Need Help with an Essay? Visit a WA!

It’s a Tuesday evening, and I’m hurrying up the steps to McCabe Library. (I wish I could say that I’m hurtling up the steps, but let’s be real. That staircase cascade kills me every time. Why didn’t anyone tell me Swarthmore was such a hilly campus?)

I enter McCabe only slightly winded, or so I tell myself. After checking my watch, I heave a little sigh of relief — I’m on time to my appointment! Looking around the library, I spot my Writing Associate (WA) nestled into a fat armchair. He’s a senior here at Swat, and today he’ll be helping me edit an essay for my English class. I wave a hello and join him, sitting at an adjacent and equally squishy armchair.

After a few moments of chitchat, my WA and I start to pore over my essay draft together. The class I’ve written it for is called Grendel’s Workshop (ENGL 009R); basically, we examine ancient tales and contemporary riffs on those tales, then write analytical essays and our own creative re-imaginings. Grendel’s Workshop, like many other writing-intensive courses at Swarthmore, partners with WAs to support enrolled students as they work on papers for the class.

Today, my WA and I are discussing the first paper of the semester; we’ve already held a mini-workshop in class with my professor and fellow students, but now it’s time for a one-on-one meeting to focus on finer details. The essay prompt: write five to seven pages about modern-day Cinderella and Little Red Riding Hood retellings, on any topic of your choosing.

My draft: a hot mess.

See, back in high school, I’d only ever been assigned one-hour AP-style essays. And so this draft, the one I’m currently discussing with my WA, isn’t just the first essay I’ve ever written at college — it’s also the first real paper I’ve ever written, period. That lack of experience is painfully clear in my draft.

Run-on sentences. Splintered logic. And, most unforgivably, a huge gaping void where my thesis should be.

Yet my WA is incredibly supportive and encouraging through our entire conference together: he shows me how to splice and tauten a few sentences, listens to me ramble about my extremely convoluted central argument, and helps me hammer out the logic until slowly a clear thesis starts to coalesce.

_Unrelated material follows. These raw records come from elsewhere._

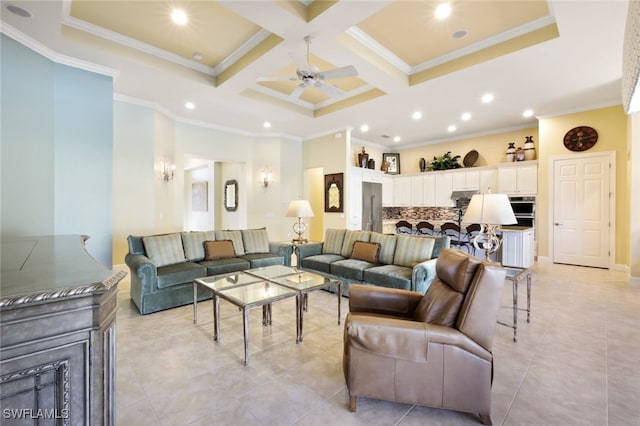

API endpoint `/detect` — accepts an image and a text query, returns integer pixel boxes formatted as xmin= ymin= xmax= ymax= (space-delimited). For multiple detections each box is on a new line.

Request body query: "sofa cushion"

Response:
xmin=362 ymin=264 xmax=413 ymax=290
xmin=215 ymin=230 xmax=245 ymax=255
xmin=393 ymin=235 xmax=435 ymax=268
xmin=181 ymin=231 xmax=216 ymax=261
xmin=156 ymin=262 xmax=207 ymax=289
xmin=369 ymin=233 xmax=397 ymax=265
xmin=204 ymin=240 xmax=236 ymax=260
xmin=301 ymin=254 xmax=345 ymax=274
xmin=322 ymin=229 xmax=346 ymax=254
xmin=142 ymin=233 xmax=186 ymax=267
xmin=331 ymin=258 xmax=376 ymax=281
xmin=199 ymin=258 xmax=250 ymax=276
xmin=351 ymin=241 xmax=380 ymax=263
xmin=341 ymin=230 xmax=370 ymax=257
xmin=241 ymin=228 xmax=270 ymax=254
xmin=240 ymin=253 xmax=284 ymax=268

By the end of our session, I’m by no means done with my essay, but I now have a much better idea of what I’m doing. As an alumna of a STEM magnet high school, I’d been a bit worried before coming to college about my ability to handle humanities subjects at Swarthmore-level rigor. But now I see that at Swarthmore, academic support isn’t merely existent; it’s actually surprisingly easy to access.

After I turn in my final — and dramatically transformed — draft, my professor writes to me, “It’s something of a small miracle how far you’ve come in this one exercise! Keep it up!”